To the problem proposed in the beginning of this section, by the data in Table 4, we could solve it now. When you use the same data set, and adopt the RFE to extract features in an experiment. To get the best performance, you should know that different classifiers need different dimensions of the features. Because we only use the success rate as the criterion to assess the performance of the classifiers, we could not affirm the features that we selected will also display better on the Reject rate, Extremal margin, and Median margin [20] which are often used as the criterions to assess the performance of the classifiers. We will do this work in the future.
When you are given a particular classification technique, it is conceivable to select the best subset of features satisfying a given “model selection” criterion by exhaustive enumeration of all subsets of features. But in our paper, we do not adopt it because we apply it to some algorithms, and find that the results yield not significantly different from the method we used in the Table 4.
The different feature selection methods: In the last subsection, we have presented the feature selection is so important to classify the gene data. If we change the feature selection, what will the performance of the classifier be? We compare the RFE with the feature selection method which is proposed in Golub et al. [20], we call this method as Baseline and we adopt random number. In this experiment, we only adopt the SVM-Ensemble classifier.
The ranking criterion of the features used by Golub et al. is defined as Equation 1:
rank(i) = (μi (+) − μi (−)) / (σi (+) +σi (−)) (1)

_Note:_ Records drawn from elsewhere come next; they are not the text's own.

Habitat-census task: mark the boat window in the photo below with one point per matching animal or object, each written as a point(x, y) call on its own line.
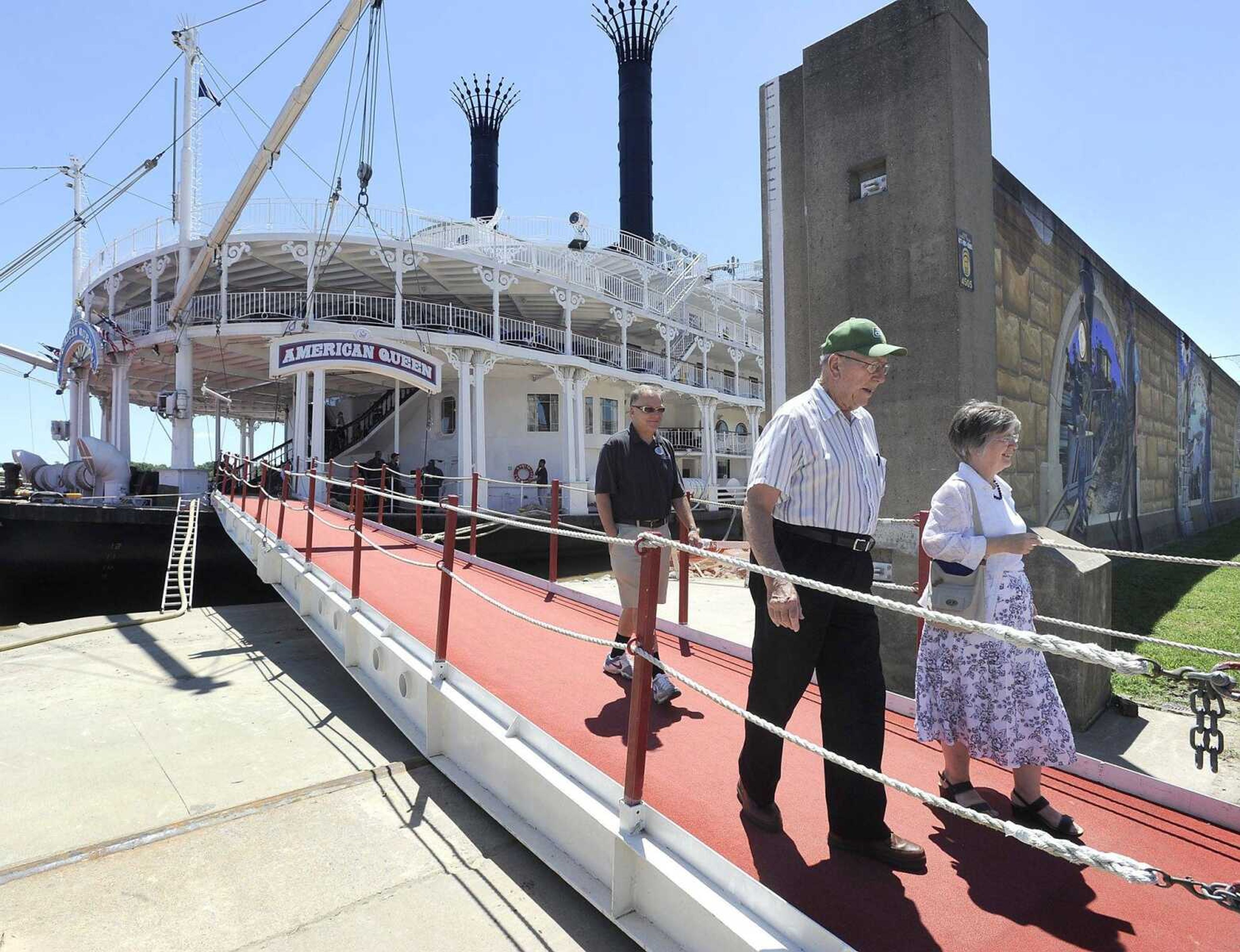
point(611, 413)
point(542, 413)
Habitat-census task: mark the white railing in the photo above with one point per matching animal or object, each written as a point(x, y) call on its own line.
point(527, 334)
point(721, 381)
point(596, 350)
point(447, 318)
point(535, 245)
point(646, 362)
point(348, 308)
point(684, 438)
point(733, 444)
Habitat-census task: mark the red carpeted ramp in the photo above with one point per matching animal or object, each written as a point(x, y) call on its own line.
point(981, 892)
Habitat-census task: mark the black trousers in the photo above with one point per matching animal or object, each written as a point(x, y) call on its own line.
point(839, 641)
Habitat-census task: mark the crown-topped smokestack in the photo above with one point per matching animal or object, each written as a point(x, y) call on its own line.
point(633, 30)
point(484, 108)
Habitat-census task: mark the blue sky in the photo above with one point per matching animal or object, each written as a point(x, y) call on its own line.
point(1120, 116)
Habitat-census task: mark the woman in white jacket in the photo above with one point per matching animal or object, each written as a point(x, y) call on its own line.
point(977, 696)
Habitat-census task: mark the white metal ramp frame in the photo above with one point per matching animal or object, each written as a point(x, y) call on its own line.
point(661, 885)
point(183, 550)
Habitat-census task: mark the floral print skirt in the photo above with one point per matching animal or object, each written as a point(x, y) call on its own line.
point(995, 697)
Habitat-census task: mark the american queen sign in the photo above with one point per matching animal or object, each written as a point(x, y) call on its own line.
point(363, 353)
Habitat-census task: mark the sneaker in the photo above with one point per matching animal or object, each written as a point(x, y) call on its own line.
point(619, 666)
point(664, 690)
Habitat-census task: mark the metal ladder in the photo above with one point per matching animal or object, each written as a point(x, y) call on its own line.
point(180, 557)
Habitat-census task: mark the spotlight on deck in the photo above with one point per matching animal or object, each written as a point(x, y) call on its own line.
point(580, 223)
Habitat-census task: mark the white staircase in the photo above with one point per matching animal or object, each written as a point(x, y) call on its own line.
point(179, 578)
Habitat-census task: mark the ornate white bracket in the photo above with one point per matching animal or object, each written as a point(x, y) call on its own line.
point(567, 299)
point(112, 285)
point(494, 278)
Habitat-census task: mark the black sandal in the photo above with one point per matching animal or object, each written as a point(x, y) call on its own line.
point(1066, 829)
point(953, 791)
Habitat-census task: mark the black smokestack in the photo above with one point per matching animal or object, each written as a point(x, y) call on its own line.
point(485, 109)
point(633, 30)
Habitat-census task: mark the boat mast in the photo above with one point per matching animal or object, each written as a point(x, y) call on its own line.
point(267, 155)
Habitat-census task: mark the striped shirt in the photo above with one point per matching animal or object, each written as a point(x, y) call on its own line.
point(824, 463)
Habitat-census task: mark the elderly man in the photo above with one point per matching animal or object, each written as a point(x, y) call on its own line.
point(636, 485)
point(811, 509)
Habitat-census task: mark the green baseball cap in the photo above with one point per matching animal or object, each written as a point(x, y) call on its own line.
point(862, 336)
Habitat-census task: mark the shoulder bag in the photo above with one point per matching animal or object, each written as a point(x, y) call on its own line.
point(954, 588)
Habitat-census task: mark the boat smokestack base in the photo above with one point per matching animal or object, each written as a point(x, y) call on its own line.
point(633, 30)
point(484, 107)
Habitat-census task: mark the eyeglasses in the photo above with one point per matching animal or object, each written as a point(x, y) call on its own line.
point(873, 368)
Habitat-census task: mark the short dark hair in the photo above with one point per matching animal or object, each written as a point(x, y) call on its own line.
point(975, 423)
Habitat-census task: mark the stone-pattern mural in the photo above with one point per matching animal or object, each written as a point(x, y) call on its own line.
point(1129, 429)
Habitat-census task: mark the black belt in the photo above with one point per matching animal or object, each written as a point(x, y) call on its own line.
point(834, 537)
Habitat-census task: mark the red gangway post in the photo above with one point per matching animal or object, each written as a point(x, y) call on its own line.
point(923, 564)
point(643, 672)
point(553, 567)
point(446, 582)
point(682, 572)
point(382, 489)
point(359, 505)
point(284, 500)
point(473, 520)
point(417, 491)
point(310, 516)
point(262, 488)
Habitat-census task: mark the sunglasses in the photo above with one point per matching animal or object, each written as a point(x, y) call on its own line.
point(872, 367)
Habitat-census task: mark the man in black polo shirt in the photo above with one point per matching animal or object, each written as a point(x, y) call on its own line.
point(636, 486)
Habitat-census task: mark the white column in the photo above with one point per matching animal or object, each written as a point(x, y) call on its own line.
point(570, 302)
point(76, 175)
point(396, 416)
point(121, 402)
point(75, 411)
point(317, 414)
point(624, 318)
point(231, 253)
point(567, 427)
point(106, 419)
point(580, 419)
point(498, 282)
point(183, 424)
point(188, 40)
point(464, 362)
point(483, 365)
point(298, 418)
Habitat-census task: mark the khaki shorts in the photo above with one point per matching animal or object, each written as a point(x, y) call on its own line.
point(627, 564)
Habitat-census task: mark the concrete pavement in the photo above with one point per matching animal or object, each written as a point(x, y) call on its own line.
point(273, 801)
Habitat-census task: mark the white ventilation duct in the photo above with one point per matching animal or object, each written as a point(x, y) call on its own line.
point(108, 468)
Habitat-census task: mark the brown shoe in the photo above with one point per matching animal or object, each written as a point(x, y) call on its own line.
point(893, 852)
point(768, 817)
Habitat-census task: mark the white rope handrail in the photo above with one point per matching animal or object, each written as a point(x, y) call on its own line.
point(1121, 661)
point(1116, 863)
point(1126, 868)
point(1146, 556)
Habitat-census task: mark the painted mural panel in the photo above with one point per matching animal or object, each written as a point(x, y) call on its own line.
point(1194, 401)
point(1098, 413)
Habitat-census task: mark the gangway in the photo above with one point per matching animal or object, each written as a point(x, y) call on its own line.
point(181, 552)
point(673, 863)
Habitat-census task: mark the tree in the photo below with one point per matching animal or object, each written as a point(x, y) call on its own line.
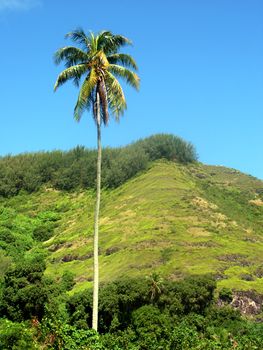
point(95, 66)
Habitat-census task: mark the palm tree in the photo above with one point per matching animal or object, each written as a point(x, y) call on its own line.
point(95, 66)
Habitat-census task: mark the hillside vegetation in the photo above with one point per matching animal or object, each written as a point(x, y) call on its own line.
point(174, 218)
point(174, 235)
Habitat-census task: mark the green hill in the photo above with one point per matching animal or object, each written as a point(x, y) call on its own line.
point(173, 218)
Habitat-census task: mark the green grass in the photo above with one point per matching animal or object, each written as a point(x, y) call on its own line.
point(173, 219)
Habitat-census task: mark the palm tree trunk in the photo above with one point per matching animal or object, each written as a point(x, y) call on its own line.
point(96, 225)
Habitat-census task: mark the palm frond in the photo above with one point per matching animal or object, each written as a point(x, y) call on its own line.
point(130, 77)
point(80, 37)
point(124, 59)
point(116, 98)
point(85, 98)
point(111, 43)
point(71, 55)
point(74, 72)
point(102, 90)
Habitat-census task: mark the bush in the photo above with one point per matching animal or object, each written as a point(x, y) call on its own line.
point(16, 336)
point(77, 168)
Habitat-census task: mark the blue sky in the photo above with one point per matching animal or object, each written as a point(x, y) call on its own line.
point(200, 64)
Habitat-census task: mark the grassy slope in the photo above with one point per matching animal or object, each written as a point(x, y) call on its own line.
point(174, 219)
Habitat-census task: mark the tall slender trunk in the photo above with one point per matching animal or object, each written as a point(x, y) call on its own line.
point(96, 224)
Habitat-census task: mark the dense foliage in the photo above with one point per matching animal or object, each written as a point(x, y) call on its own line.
point(135, 314)
point(77, 168)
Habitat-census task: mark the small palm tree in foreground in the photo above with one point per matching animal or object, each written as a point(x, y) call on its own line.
point(95, 66)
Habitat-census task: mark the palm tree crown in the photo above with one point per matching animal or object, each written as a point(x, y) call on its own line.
point(95, 65)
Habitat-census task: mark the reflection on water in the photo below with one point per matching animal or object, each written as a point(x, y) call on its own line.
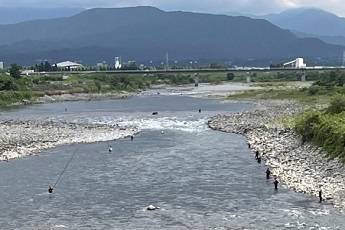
point(200, 178)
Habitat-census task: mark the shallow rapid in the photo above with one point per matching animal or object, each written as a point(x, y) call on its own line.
point(199, 178)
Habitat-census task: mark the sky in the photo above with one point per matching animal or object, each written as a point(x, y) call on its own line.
point(256, 7)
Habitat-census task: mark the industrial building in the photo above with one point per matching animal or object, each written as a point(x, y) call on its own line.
point(298, 63)
point(69, 65)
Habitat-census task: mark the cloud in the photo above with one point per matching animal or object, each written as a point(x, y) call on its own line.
point(207, 6)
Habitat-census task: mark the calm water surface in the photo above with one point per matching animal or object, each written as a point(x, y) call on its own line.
point(201, 179)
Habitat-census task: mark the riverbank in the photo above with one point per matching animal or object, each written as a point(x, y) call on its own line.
point(300, 167)
point(23, 138)
point(82, 97)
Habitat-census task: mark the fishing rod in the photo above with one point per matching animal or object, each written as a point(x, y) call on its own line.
point(63, 171)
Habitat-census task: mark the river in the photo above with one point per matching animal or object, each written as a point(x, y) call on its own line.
point(200, 178)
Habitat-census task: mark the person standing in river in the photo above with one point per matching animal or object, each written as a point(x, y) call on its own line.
point(320, 195)
point(256, 154)
point(276, 182)
point(268, 173)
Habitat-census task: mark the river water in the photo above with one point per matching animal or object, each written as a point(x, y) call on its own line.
point(200, 178)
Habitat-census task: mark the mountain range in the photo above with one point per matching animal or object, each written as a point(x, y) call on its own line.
point(310, 22)
point(147, 34)
point(16, 15)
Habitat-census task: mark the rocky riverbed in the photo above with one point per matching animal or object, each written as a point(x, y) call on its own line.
point(300, 167)
point(23, 138)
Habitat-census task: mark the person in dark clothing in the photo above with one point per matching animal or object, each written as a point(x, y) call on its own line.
point(259, 160)
point(320, 195)
point(276, 182)
point(268, 173)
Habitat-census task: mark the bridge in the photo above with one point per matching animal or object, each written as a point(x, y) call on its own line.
point(248, 70)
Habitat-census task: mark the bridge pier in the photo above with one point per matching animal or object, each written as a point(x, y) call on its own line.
point(303, 75)
point(249, 77)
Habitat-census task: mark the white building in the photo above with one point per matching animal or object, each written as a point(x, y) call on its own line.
point(69, 64)
point(297, 63)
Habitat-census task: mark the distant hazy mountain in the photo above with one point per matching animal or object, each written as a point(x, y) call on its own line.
point(147, 33)
point(16, 15)
point(309, 21)
point(335, 40)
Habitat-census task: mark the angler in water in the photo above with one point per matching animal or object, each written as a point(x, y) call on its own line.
point(276, 182)
point(268, 173)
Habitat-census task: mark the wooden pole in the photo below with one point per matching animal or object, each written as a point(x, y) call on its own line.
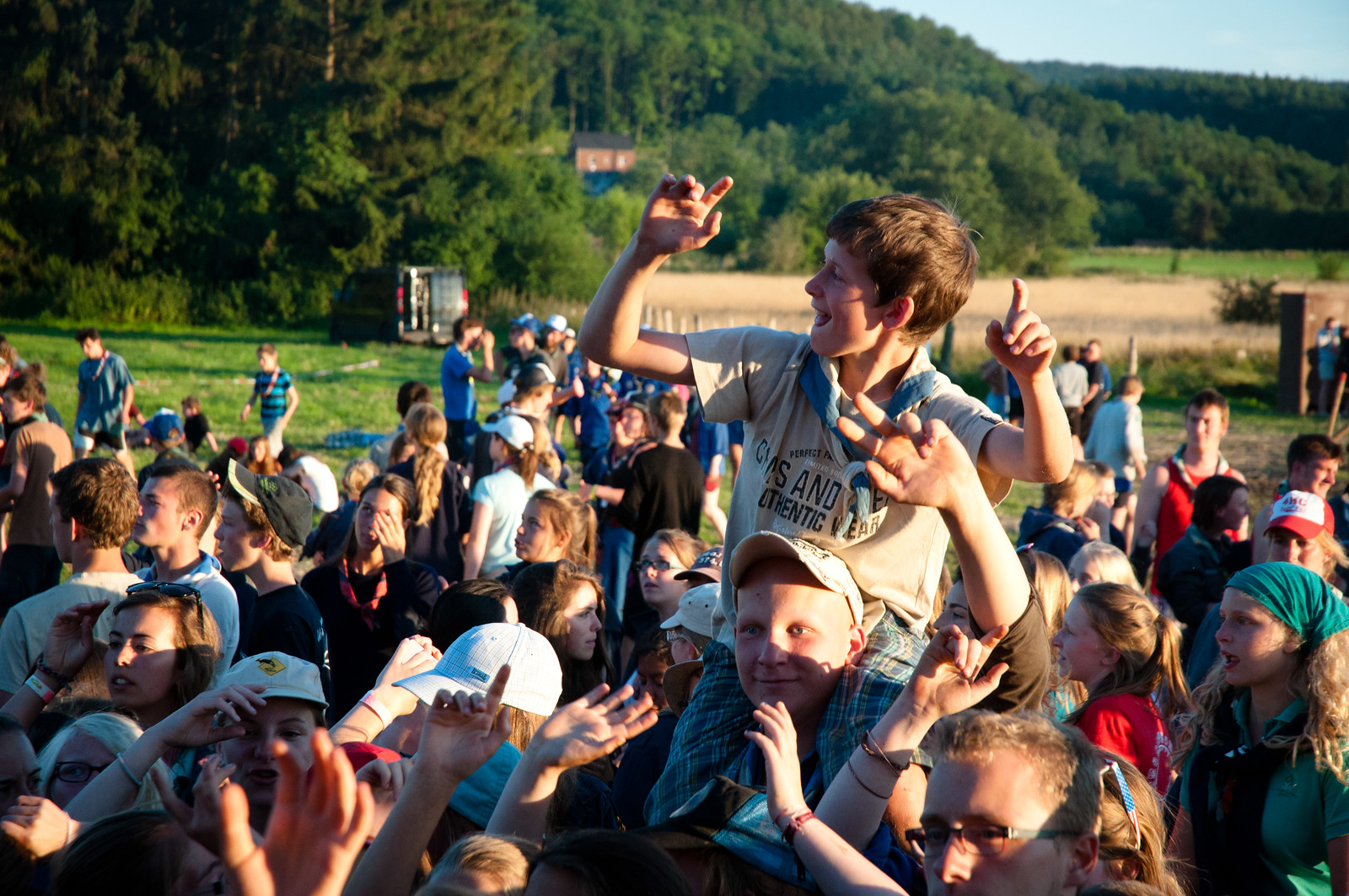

where μi and σiare the mean and standard deviation of the gene expression values of gene i for all the samples. Large positive rank (i) values indicate strong correlation with class (+) whereas large negative rank (i) values indicate strong correlation with class (-). In Figure 8, when the number of genes is small, the success rate between different feature selection methods is obviously difference. But when the number of genes becomes large, the success rate is same. Because the more features, the more redundancy. By comparing the curves in Figure 8, we could conclude that the RFE performs better than the Baseline and the Random at the problem of the gene classification.
In this paper, we have applied the feature selection to improve the Adaboost algorithm. In this algorithm, genes are selected by the RFE method. As a result, the obtained gene subset has good discriminative capability for classification. By observing these experimental results on two public microarray datasets, we get these conclusions:
1. The ensemble method improves the performance of the SVM classifiers at some extent.
2. Selecting the feature subset and how to extract the features have fatal effect on the problem of the gene classification.
3. By the ROC curve, we find the performances of the Adaboost based on the SVM is better than the Adaboost based on the decision-trees.
Although, we get some good results on the breast data set with the ensemble method based on the SVM. But when we apply the algorithm on the leukemia data set, the results are so bad. If the performance of the SVM is better on some data, then the ensemble will be useless. However, what lead ensemble method based on the SVM to be ineffective, this will be done in the future.
The research is partly supported by the National Natural Science Foundation of China (61203282) and National University students Innovation Training Project of Xiamen University (2015, PI:Gan Chen).